Black and white cityscape photo of Bethlehem town.

As support for their answer, they referenced Micah 5:2-4, incorporating language from 2 Samuel 5:2:

‘And you, O Bethlehem, in the land of Judah,

             Are by no means least among the rulers of Judah;

            For from you shall come a ruler

             Who will shepherd my people Israel’ (Matt. 2:6)

What’s so fascinating about their reply, is that at first glance, the second line seems to get the sense of Micah 5:2 all wrong:

 ‘But you, O Bethlehem Ephrathah,

who are too little to be among the clans of Judah,

from you shall come forth for me

one who is to be ruler in Israel…’

On the lips of the Magi, the language seems to indicate that Bethlehem is “by no means” insignificant – but in Micah, the idea is that Bethlehem is indeed insignificant.

Scholars have debated this issue, but the best solution is probably the one put forth by D. A. Carson, who concurs that there is a “formal contradiction” between Matthew and Micah, yet concludes that the sense of both passages is the same, namely that the most significant figure of all – the Messiah – would come from the most insignificant of places – the small town of Bethlehem. [1]

A Big Idea

The big idea that both Micah and Matthew work to promote is this:

God chooses what is insignificant in man’s eyes to accomplish His own great purposes.

This principle is woven throughout the pages of Scripture.

  • Think of God’s selection of the Israelites to be His people, about which Moses wrote,

‘The Lord did not set his affection on you and choose you because you were more numerous than other peoples, for you were the fewest of all peoples’ (Deut. 7:7).

  • Remember King David (also born in Bethlehem). He was once so seemingly insignificant that his father Jesse didn’t even think to present him when Samuel was looking for Israel’s future king (1 Sam. 16).
  • This principle is well summarized in 1 Cor. 1:28-29:

‘God chose the lowly things of this world and the despised things—and the things that are not—to nullify the things that are, so that no one may boast before him.’

That last phrase is the key towards understanding why God chooses what is small: He does it so that “no one may boast before him” – so that no one may say “I did it – look at me!” but must concede, “God has done it – look to Him!”

What’s so extraordinary is that God would ground the most profound expression of this principle in His own action. God the Son, the one by and for whom all things were made, humbled himself, taking on human flesh, being born as a small baby, in not just a small town, but in a feeding trough for animals.

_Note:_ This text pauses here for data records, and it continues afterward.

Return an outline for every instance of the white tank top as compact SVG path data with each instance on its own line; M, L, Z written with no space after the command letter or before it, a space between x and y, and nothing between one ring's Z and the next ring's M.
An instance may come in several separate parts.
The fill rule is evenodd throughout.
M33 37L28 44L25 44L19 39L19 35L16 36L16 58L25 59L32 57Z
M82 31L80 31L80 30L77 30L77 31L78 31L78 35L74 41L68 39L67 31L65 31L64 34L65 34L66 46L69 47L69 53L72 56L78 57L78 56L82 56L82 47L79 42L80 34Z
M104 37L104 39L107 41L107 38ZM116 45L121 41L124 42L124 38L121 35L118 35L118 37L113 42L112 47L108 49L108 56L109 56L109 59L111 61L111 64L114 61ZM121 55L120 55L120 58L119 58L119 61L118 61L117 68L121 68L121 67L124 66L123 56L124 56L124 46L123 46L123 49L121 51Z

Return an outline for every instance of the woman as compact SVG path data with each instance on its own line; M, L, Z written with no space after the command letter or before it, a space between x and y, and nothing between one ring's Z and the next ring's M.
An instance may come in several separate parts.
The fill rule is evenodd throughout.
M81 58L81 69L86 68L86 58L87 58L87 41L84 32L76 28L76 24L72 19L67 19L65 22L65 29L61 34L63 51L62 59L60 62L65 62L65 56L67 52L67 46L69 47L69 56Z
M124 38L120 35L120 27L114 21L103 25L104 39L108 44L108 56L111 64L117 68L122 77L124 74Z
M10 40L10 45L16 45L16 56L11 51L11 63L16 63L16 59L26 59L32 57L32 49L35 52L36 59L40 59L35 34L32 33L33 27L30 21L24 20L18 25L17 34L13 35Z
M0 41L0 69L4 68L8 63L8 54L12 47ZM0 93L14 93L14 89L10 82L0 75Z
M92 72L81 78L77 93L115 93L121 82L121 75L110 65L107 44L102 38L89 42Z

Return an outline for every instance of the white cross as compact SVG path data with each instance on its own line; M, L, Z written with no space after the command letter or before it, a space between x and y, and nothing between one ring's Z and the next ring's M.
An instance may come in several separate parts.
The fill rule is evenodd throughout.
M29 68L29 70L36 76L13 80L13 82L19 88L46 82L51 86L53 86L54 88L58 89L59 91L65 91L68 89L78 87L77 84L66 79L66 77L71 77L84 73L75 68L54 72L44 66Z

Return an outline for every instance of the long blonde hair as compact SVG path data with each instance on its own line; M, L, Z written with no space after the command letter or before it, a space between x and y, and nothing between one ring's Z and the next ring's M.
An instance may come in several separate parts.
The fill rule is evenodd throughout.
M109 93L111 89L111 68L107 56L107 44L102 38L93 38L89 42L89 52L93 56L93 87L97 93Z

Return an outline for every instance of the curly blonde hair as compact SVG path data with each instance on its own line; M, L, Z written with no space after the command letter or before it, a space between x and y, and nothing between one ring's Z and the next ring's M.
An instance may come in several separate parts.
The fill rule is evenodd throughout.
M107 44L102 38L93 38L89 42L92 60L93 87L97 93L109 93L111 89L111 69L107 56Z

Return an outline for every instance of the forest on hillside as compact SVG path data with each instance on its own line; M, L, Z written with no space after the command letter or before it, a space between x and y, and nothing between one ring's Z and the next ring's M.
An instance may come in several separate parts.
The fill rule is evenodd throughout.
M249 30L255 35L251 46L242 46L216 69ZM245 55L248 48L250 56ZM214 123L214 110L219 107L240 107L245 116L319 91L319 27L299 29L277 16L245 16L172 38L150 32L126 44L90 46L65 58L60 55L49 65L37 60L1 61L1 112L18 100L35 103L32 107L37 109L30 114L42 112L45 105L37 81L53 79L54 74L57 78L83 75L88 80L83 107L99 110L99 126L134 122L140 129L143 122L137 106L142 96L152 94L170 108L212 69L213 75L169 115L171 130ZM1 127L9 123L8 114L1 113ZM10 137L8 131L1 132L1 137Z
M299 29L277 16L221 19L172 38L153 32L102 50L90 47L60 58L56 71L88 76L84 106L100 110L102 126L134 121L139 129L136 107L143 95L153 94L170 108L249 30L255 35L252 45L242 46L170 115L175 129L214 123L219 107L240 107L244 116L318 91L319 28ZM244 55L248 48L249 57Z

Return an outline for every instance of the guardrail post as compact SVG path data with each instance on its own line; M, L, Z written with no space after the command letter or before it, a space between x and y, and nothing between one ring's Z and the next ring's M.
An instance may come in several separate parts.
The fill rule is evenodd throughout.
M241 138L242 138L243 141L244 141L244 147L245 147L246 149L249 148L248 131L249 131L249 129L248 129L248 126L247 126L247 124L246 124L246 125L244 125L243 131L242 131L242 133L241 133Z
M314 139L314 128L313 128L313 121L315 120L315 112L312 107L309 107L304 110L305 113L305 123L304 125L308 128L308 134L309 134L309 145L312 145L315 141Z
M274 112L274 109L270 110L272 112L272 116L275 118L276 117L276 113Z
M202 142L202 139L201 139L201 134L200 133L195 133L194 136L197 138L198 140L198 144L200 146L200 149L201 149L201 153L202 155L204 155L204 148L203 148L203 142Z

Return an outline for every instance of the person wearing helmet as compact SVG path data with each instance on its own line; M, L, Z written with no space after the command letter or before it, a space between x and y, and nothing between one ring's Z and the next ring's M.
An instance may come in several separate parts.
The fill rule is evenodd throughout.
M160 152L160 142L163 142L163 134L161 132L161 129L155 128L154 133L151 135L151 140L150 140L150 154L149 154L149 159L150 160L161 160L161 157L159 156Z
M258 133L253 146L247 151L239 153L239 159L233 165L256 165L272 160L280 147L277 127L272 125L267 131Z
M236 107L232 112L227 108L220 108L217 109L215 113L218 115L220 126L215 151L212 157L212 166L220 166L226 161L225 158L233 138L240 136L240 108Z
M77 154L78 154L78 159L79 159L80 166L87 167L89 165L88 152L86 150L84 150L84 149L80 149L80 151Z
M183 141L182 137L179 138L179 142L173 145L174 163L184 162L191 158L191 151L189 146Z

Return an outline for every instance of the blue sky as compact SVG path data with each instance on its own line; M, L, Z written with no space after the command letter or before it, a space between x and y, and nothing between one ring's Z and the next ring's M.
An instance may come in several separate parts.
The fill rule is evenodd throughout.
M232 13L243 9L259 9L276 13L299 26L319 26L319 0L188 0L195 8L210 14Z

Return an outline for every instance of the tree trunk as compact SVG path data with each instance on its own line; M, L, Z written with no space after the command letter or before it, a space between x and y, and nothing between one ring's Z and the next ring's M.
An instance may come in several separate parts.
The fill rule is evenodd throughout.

And so was the trajectory of Jesus’ life on earth. He lived as a servant rather than a sovereign. Instead of being bowed down to, he bowed down, washing the filthy feet of his followers. His death, a brutal crucifixion flanked by common criminals, was but a culmination of the course that his life had traced since birth.

However, in God’s economy, this humiliation was no failure, but an achievement of incalculable significance. At the cross, Jesus paid the price for sin that only God could pay – an infinite price that no finite creature could afford. And that payment was accepted, confirmed by Christ’s resurrection from the dead.

The cross, finally, leaves no room for boasting. Of their salvation, no human can say, “I did it – look at me!” Instead, at the cross, we see both what we deserve: infinite judgment; and, if a child of God, what we have gained: an unmerited gift of infinite mercy.

That is the true significance of Bethlehem – that on its own, it is insignificant. And so it is with our own lives. For most of us, life often adds up to one feat after another in an ongoing quest for significance – whether through accumulating possessions, degrees, or accolades. The message of Bethlehem is the message of the cross: stop trying to make much of self, and start making much of God. In the end, our significance is not measured by our own achievements, but in being chosen by God.

 


[1]  D.A. Carson. Matthew and Mark (the Expositor’s Bible Commentary). Revised Edition. ed. Tremper Longman III, and David E. Garland. Grand Rapids: Zondervan, 2010. 114-15.

 

Comments

  1. Craig Ervin says:

    I have always thought it was amazing that no one but the Magi bothered to make the six-mile walk to Bethlehem to check it out.